I occasionally re-emphasize my sweet spot in two ways - I reduce the spin rocker radius, especially near the sweet spot, and I add a very slight convex direction change, that makes it even easier to feel. AFAIK, that direction change is
not incorporated into any factory blade shapes - AFAIK, it is my innovation. Think of it like the cusp at the bottom of the top - it provides a point to spin upon. Or like spinning barefoot on the ball of your foot, with the front of the foot bent upwards, just like it probably is inside your boot.
The very small amount of direction change I seek isn't really visible, and I can only feel it when I skate on it, not with my fingers, or only the ghost of a sensation.) You MIGHT be able to see it in the reflection of the blade, at just the right angle, but don't count of it. Too big a direction change might make it harder to stay on that point, so is counterproductive.
I do both things by placing the Pro-Filer with the back of the cylindrical stone at the spin rocker, and the front of the tool closer to the toe pick. I push forwards towards the toe pick (I tape the toe pick, so I don't mess it up!), increasing the force as I go. Sometimes I tilt the Pro-Filer slightly forward, to get a stronger direction change. If there isn't enough space to place the entire Pro-Filer stone ahead of the sweet spot, you may have to use more tilt, so the back of the tool doesn't round off the sweet spot again.
Then I turn the Pro-Filer around 180 degrees, and do it again, because the Pro-Filer is an imperfect tool, and stroking it in the opposite direction evens out the length of the inside and outside edge.

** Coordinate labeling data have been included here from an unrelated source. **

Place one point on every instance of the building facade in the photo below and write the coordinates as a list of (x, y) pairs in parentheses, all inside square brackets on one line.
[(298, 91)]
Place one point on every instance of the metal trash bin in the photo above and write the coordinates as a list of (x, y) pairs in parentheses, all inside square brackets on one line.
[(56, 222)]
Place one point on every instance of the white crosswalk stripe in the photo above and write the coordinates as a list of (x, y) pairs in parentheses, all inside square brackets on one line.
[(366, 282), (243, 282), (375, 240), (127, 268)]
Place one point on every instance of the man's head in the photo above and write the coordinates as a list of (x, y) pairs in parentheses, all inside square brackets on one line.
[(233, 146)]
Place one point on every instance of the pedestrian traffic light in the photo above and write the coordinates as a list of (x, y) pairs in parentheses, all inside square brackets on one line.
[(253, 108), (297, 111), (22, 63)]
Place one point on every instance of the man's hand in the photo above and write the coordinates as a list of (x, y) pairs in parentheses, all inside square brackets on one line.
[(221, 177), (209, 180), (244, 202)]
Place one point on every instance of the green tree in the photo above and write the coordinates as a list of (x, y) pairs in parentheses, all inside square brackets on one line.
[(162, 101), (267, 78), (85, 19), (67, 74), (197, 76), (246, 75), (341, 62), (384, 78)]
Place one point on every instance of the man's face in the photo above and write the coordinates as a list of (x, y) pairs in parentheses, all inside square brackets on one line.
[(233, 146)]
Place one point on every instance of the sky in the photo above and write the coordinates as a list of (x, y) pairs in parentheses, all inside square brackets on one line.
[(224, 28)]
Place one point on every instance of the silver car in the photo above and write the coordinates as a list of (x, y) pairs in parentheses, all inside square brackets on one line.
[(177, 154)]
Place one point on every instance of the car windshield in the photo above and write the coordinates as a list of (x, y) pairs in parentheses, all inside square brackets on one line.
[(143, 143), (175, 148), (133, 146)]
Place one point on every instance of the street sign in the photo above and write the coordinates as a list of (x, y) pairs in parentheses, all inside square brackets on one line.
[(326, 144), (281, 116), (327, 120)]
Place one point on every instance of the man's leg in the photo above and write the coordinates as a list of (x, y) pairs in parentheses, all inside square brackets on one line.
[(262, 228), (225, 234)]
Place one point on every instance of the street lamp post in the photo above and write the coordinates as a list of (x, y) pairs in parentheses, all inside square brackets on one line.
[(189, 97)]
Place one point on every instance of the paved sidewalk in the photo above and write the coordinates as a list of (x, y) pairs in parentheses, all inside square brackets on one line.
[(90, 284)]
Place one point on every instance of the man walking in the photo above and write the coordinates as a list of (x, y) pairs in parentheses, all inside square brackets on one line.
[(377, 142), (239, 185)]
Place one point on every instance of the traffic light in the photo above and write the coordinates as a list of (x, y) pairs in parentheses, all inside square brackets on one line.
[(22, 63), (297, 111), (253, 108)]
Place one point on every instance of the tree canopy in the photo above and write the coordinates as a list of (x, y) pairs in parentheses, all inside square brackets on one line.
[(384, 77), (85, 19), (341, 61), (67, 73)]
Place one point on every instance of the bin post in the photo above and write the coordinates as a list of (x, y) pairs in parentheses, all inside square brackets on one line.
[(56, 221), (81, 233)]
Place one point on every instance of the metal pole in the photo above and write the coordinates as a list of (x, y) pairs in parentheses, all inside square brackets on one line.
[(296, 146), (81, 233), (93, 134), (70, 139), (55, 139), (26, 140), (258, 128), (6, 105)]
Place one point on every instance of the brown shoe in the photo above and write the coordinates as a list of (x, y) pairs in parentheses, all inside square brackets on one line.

Then I rotate the skate 180 degrees, and place the Pro-Filer so the back of the cylinder is at the sweet spot again, but the front is towards the back of the blade. And I do the same thing, stroking towards the back of the blade, increasing pressure as I go, and again with a tilt away from the sweet spot. And do the 180 degree exchange again.
As always, use a flat stone or equivalent to straighten and perhaps polish the edges, so they point vertically, rather than to one side.
Good luck. I bet these things PARTLY solve your problem. But, if your body is less sensitive to blade shape changes than it used to be, or your inner ear doesn't detect balance as well as it used to, or you have lost some of your fine motor control, or you have lost your muscle tone so your body flops around like a wet noodle, nothing can fix those things that I know of.
Many good professional sharpeners occasionally re-emphasize sweet spots, to make the curvature change sharp again. Some change the location of the sweet spot to better match the anatomy and preferred point of spin of the skater too. But I don't know if any of them also create a slight direction change there like I do.
As tstop4me says, you may eventually feel a need to shorten your toe pick. So it doesn't interfere too much. Say, in another 10 years?
By the way, if you brush your finger very lightly ACROSS the width of the blade rather than ALONG the length, you probably won't cut yourself, and can feel the edge much better. But I hesitate to tell that to kids, because they can be careless with their fingers. Even some adults don't understand what "very lightly" means. It works with knife edges too, even ceramic knife edges, and if you are super-super-careful, with razor blades. You can feel sharpness, and you can feel if the edge has been bent over.